M. (Aline de) Elégies, 1828
Aline de M
(Début 19ème)
Elégie III
Il n'est pas bon, quand on porte un coeur tendre,
Quand tous les feux qu'on respire à vingt ans
Dans un oeil noir se font assez comprendre,
Il n'est pas bon de demeurer aux champs.
Là tout jouit, tout aime, tout soupire:
C'est pour l'amour que chantent les oiseaux,
C'est de l'amour que souffle ce zéphyre,
Et c'est l'amour qui créa ces berceaux!
Je ne sais, mais alors, au trouble qui m'oppresse,
Aux pleurs de volupté que répandent mes yeux,
Je pressens trop d'aimer la redoutable ivresse,
Je pressens un bonheur qui n'appartient qu'aux cieux!
Amour, amour, garde-toi de paraître,
Laisse mon coeur te rêver à loisir;
Et de ce coeur quand tu te rendras maître,
Ne choisis pas pour guide le plaisir!
Elégie VII
Il est donc vrai, la coupe de la vie
Ne m'a laissé qu'un amer souvenir;
Il est donc vrai, j'ai bu jusqu'à la lie,
Je viens de naître et n'ai plus d'avenir.
J'ai vu s'enfuir comme une ombre légère
Le temps heureux de mes premiers amours,
Je ne sais plus comment passent mes jours,
Je n'ai vécu que six mois sur la terre.
J'ai désiré parfois me ranimer,
En souriant aux feux que j'ai fait naître;
Mais le dégoût s'emparait de mon être;
Tout est fini, je ne peux plus aimer.
Et pourquoi donc, si mon âme est glacée,
Pourquoi son nom me fait-il tressaillir?
Et lorsqu'en vain son image est chassée,
Pourquoi ne puis-je y penser sans frémir?
Je l'entends seul dans tout ce que j'écoute,
Il vient s'offir dans tout ce que je vois.
Partout, hélas! je le fuis, le redoute
Et plus que moi, je le retrouve en moi.
Je m'abusais, je suis sensible encore,
Et c'est pour toi, cruel, qui me trahis!
Non, les froideurs, l'absence, le mépris,
Rien ne guérit le mal qui me dévore.
Au clair de lune
J'erre à ta céleste lumière,
Astre des nuits et de l'amour;
La cloche de l'ermite appelle à la prière,
Pour la dernière fois, les bergers d'alentour;
Dans nos bois dépouillés une brise légère
Se glisse, et fait frémir la feuille sous mes pas.

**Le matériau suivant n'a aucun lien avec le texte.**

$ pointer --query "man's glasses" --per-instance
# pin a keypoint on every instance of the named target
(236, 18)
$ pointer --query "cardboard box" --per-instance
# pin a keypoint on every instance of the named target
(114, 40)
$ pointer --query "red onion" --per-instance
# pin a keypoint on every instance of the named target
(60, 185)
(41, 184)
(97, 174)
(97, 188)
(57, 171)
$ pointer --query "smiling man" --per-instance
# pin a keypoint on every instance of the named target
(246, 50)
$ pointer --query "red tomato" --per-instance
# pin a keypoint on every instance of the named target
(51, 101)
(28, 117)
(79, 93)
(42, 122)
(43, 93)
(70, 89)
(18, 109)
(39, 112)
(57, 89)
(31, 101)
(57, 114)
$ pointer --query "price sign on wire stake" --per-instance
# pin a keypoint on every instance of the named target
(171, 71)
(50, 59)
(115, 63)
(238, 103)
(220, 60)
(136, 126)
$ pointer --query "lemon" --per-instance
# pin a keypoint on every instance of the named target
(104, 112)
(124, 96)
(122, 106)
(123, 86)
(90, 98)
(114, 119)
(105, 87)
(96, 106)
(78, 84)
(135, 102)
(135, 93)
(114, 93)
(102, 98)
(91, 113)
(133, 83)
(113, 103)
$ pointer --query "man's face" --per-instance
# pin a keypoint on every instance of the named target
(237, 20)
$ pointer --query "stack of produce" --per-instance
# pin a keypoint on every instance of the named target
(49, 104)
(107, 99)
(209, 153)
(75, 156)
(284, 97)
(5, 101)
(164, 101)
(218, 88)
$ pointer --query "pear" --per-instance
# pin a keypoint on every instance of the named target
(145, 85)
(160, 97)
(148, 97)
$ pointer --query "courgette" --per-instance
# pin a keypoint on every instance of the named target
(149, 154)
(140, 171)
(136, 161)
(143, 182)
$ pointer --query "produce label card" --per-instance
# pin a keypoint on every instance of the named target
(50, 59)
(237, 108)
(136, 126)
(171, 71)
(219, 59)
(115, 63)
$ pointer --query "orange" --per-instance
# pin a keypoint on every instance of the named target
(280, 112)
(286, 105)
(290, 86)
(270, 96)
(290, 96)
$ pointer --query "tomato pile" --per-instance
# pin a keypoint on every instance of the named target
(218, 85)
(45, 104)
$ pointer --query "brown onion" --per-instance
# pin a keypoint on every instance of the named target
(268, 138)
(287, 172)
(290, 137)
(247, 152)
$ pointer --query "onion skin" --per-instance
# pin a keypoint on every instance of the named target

Au loin, dans le vallon, la lueur solitaire
De la lampe qui brille au foyer d'une mère
Apaisant de ses fils les enfantins débats;
Le murmure éloigné des passions de la terre,
Ce fleuve dont les eaux réfléchissent les cieux,
Cette suavité dont la nuit est remplie,
Ces dons des champs étalés à mes yeux;
Tout vient redire à mon âme attendrie:
Connais bien la nature et tu seras heureux.
Charade
Dans mon premier, le riche, loin des villes
Cherche un bonheur que l'or ne donne pas;
Et mon second, pour les âmes serviles,
De la beauté remplace les appas.
Mais de mon tout le portrait m'embarrasse:
Tantôt en aigle il vole jusqu'aux cieux,
Puis, fatigué d'un vol audacieux,
A peine de la terre il rase la surface.
Il fâche la raison, plus souvent la séduit;
Il n'eut aucun modèle et n'a que trop d'émules,
Mais dangereux pour qui le suit,
Il est le chef brillant d'écrivains ridicules.
(Réponse:) Chateaubriand
A M. Papillon
De la Ferté des Entelles
En lui renvoyant deux romans
Grand merci, seigneur du zéphir,
Je vous rends vos romans, je retourne à l'étude:
Si je leur dois une heure de plaisir,
Ils m'ont donné deux jours de vague inquiétude.
D'ailleurs tous ces récits de nobles sentiments,
Des amants forcenés la redoutable ivresse,
Ces terribles effets d'une faible tendresse,
Semblent froids quand on a vingt ans.
Quels écrit, dites-moi, valent la rêverie
D'un coeur plein du besoin d'aimer,
Qui sent avec force la vie,
Qui devine l'amour ou sait l'imaginer?
Mais quand on est loin de cet âge,
Que le feu créateur n'existe plus en nous,
Que nous perdons, hélas! le beau titre de fous,
Un beau roman délasse et ranime le sage:
Il croit y lire encor l'ardent et pur hommage
Qu'il offrit à l'objet de ses jeunes amours;
Cet objet put être volage,
Mais le souvenir de l'orage
Est effacé par celui des beaux jours.